それからは毎日朝学校に行く前は『アンネの日記』を読み、学校が終わって家に帰り、食事を済ませた後にまた読むようになっていました。

まさか12歳の女の子が書いた本がこれほど当時のホロコースト被害者の心情を表せているなんて思っていもいませんでした。

本の後半になっていくとどんどん話が暗くなっていき、その中にも光を見つけようとする少女の気持ちを思うと泣けてしまいます。

この本が私に与えた影響はおそらく他の本で越えることはできないでしょう。



『アンネの日記』を入り口として私はユダヤ人差別について、1933〜1945年のドイツの歴史について、ユダヤ人大量虐殺を意味するホロコーストについてを学び始めました。

余談ですが私は『アンネの日記』で卒論も書いています。

そして出会った女性がハンナ・アーレントというユダヤ人です。

彼女は映画にもなっているため有名かもしれませんが、私は彼女の考え方から大きな学びがありました。

これを描き始めるともう一つ記事が出来上がってしまうため後日書こうと思います。

そして私は彼女の考え方がどのように培ってきたものなのかを知るために彼女が書いた本を読み始めました。

ハンナ・アーレントの書く内容、考え方は本当に素晴らしいもので、私は彼女の書いた言葉を何度も目を通しています。

しかし難読な内容が多く、読むことに躊躇してしまう私もいます。




私は今、ここまでこの記事を書いてきて、ハンナ・アーレントについても書かなければこの「#人生を変えた一冊」は書き終わらないことに気がつきました。

記事自体もものすごく長くなってしまうため、一旦ここで本日の記事は終わります。

本日の記事は『人生を変えた一冊(前編)』ということにしておきます。

前編を簡単にまとめると『アンネの日記』との出会いで改めて戦争の悲惨さ、差別、貧困、色々なものが勉強になりました。

アンネの家に行った当時の私は「この内容は全ての人間が知るべきことだ」とまで思ったのです。

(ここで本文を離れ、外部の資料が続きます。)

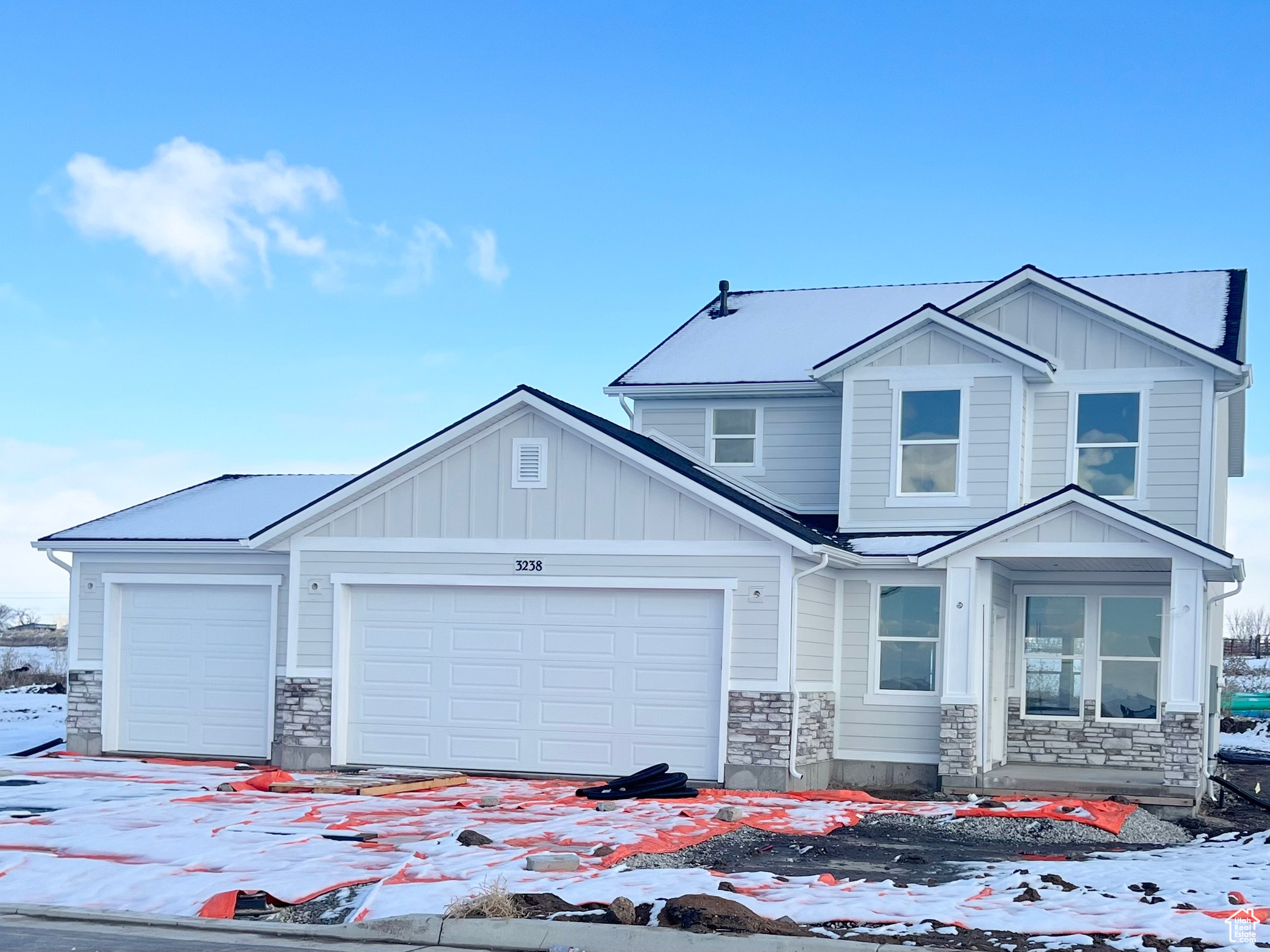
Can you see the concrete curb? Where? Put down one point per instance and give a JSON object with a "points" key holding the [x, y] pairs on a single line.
{"points": [[499, 935]]}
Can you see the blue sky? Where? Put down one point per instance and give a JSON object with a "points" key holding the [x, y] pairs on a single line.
{"points": [[464, 197]]}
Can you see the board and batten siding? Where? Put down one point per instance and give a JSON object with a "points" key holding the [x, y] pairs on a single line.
{"points": [[817, 607], [888, 730], [1173, 457], [1080, 339], [91, 616], [591, 494], [755, 626], [801, 443], [873, 455]]}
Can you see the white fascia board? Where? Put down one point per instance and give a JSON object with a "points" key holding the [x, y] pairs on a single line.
{"points": [[138, 546], [1095, 507], [1029, 276], [793, 387], [918, 320]]}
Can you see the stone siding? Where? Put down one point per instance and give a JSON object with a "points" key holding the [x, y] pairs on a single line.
{"points": [[303, 712], [1086, 742], [815, 715], [959, 735], [84, 712], [758, 728]]}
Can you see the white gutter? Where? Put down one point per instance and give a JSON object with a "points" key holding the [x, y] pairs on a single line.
{"points": [[58, 562], [825, 562]]}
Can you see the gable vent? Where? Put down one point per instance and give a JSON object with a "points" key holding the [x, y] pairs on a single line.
{"points": [[528, 462]]}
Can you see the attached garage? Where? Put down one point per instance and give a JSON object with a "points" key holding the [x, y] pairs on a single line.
{"points": [[193, 671], [531, 678]]}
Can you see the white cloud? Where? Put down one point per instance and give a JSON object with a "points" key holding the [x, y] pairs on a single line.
{"points": [[201, 213], [483, 259], [419, 257]]}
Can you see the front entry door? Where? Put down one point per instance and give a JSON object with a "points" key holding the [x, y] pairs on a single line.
{"points": [[996, 689]]}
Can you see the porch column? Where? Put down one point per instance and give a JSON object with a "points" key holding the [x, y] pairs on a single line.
{"points": [[959, 706], [1184, 695]]}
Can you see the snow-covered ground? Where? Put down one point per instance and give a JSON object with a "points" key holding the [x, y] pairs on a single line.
{"points": [[155, 837], [30, 719]]}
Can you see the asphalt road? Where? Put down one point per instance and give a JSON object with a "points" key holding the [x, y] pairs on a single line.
{"points": [[25, 935]]}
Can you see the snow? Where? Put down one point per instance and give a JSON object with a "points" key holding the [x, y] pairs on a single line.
{"points": [[158, 838], [30, 719], [1255, 739], [895, 545], [779, 335], [226, 508]]}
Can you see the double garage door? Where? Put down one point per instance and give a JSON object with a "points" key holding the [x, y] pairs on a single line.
{"points": [[534, 679]]}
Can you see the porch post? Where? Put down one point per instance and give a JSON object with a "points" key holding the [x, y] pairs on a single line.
{"points": [[959, 708], [1184, 691]]}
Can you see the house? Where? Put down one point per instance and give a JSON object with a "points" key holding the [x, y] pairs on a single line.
{"points": [[964, 534]]}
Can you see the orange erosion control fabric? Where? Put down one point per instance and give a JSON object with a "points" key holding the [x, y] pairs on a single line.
{"points": [[163, 838]]}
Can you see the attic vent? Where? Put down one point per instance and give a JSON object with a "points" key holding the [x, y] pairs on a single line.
{"points": [[528, 462]]}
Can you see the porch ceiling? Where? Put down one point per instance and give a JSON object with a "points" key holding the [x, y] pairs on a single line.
{"points": [[1085, 565]]}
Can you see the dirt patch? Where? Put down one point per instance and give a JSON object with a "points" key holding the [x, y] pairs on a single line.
{"points": [[906, 850]]}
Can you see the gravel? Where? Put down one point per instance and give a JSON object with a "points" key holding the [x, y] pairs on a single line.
{"points": [[1140, 827]]}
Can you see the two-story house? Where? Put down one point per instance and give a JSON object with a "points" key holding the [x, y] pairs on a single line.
{"points": [[874, 536]]}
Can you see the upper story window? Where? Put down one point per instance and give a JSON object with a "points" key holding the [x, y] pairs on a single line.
{"points": [[734, 437], [908, 638], [1106, 443], [930, 439]]}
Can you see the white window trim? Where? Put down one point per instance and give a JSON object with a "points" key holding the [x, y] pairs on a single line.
{"points": [[541, 443], [1160, 662], [1091, 684], [901, 699], [755, 469], [1073, 404], [900, 499]]}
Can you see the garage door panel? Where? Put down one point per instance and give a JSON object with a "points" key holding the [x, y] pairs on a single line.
{"points": [[486, 711], [486, 748], [195, 672], [575, 678], [488, 640], [579, 643], [574, 681]]}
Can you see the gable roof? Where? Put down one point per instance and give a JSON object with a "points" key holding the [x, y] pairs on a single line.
{"points": [[931, 315], [771, 337], [224, 509], [1061, 498]]}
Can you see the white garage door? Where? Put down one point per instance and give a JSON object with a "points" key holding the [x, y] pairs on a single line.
{"points": [[553, 681], [195, 669]]}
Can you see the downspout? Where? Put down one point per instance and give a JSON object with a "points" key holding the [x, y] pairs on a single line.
{"points": [[58, 562], [1213, 601], [825, 562]]}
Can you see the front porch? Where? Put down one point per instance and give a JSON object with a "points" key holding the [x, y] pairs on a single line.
{"points": [[1080, 651]]}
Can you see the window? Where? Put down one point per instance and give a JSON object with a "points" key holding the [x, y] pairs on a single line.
{"points": [[734, 437], [908, 635], [930, 433], [528, 462], [1106, 443], [1129, 635], [1053, 655]]}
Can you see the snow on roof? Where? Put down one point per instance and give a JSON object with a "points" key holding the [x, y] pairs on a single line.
{"points": [[225, 508], [778, 335], [895, 545]]}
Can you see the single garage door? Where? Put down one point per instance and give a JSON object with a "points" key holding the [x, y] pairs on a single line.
{"points": [[535, 679], [195, 669]]}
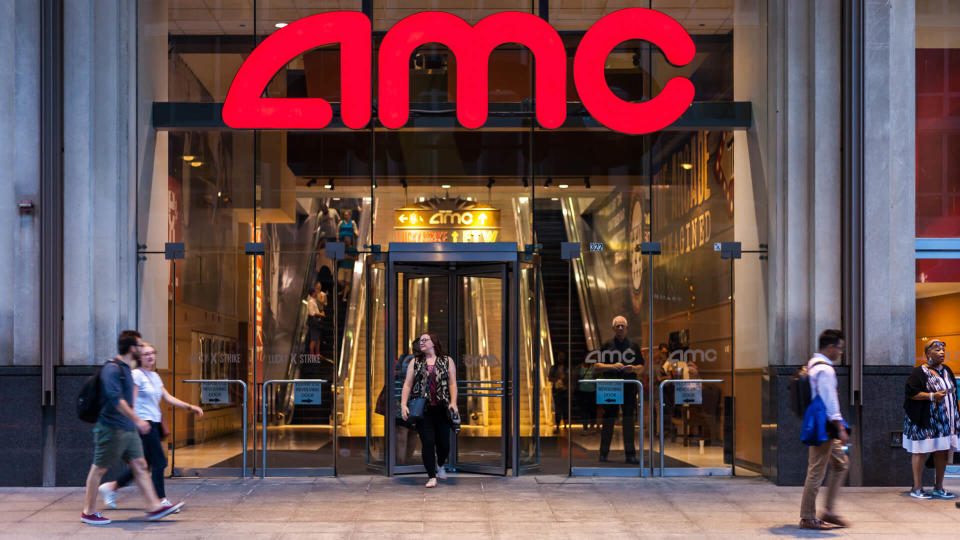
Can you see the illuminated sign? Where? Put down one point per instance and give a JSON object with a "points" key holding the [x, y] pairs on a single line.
{"points": [[447, 220], [246, 108]]}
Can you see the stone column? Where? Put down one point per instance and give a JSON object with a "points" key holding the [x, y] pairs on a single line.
{"points": [[20, 155], [890, 178], [803, 128], [99, 171]]}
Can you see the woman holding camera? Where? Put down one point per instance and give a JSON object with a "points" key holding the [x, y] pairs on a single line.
{"points": [[432, 377]]}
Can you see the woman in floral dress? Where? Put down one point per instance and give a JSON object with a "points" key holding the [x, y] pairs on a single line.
{"points": [[931, 423]]}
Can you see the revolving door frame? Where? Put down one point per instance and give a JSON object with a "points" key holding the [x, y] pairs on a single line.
{"points": [[434, 254]]}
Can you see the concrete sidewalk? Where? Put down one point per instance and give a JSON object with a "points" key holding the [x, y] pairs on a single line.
{"points": [[478, 507]]}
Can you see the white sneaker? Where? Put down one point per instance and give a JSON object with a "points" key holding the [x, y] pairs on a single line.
{"points": [[109, 495]]}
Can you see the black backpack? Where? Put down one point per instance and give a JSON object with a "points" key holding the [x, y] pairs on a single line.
{"points": [[88, 401], [800, 393]]}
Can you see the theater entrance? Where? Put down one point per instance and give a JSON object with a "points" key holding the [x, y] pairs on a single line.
{"points": [[468, 296]]}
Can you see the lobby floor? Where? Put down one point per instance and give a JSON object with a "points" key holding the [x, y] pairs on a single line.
{"points": [[478, 507]]}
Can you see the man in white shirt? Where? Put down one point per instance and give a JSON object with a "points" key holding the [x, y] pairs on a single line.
{"points": [[823, 383]]}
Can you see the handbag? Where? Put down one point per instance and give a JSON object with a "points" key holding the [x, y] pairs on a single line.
{"points": [[416, 407], [454, 418]]}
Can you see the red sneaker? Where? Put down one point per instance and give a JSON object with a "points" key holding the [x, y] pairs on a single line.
{"points": [[164, 511], [95, 518]]}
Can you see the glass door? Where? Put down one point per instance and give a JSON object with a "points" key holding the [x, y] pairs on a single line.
{"points": [[482, 359], [423, 306]]}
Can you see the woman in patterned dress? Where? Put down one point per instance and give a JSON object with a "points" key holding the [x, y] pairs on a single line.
{"points": [[433, 376], [931, 423]]}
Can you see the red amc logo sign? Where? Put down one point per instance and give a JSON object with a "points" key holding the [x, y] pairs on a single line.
{"points": [[245, 108]]}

この記事を読む人はおそらく社会に出ている人が多いかと思います。読んだことのない人はぜひ『アンネの日記』を読んでいただきたいし、自分の子供に対して人生で一度は読ませてほしい本でもあります。

ぜひ読んでみてください。



実は私はどうしてもこの記事を本日6月12日に書きたかったのです。

なぜならアンネ・フランクが『アンネの日記』を書き始めたのは、1942年6月12日、12歳の誕生日プレゼントに父オットー・フランクからもらった日記帳に初めて日記を書いた日なのです。

アンネ・フランクを研究していた私にとって毎年6月12日は特別な日、1年で一番アンネ・フランクという女の子を思い出す日だからです。

日本人が8月15日に戦争の怖さを改めて勉強する日と同じ感覚で私は毎年6月12日を迎えているのです。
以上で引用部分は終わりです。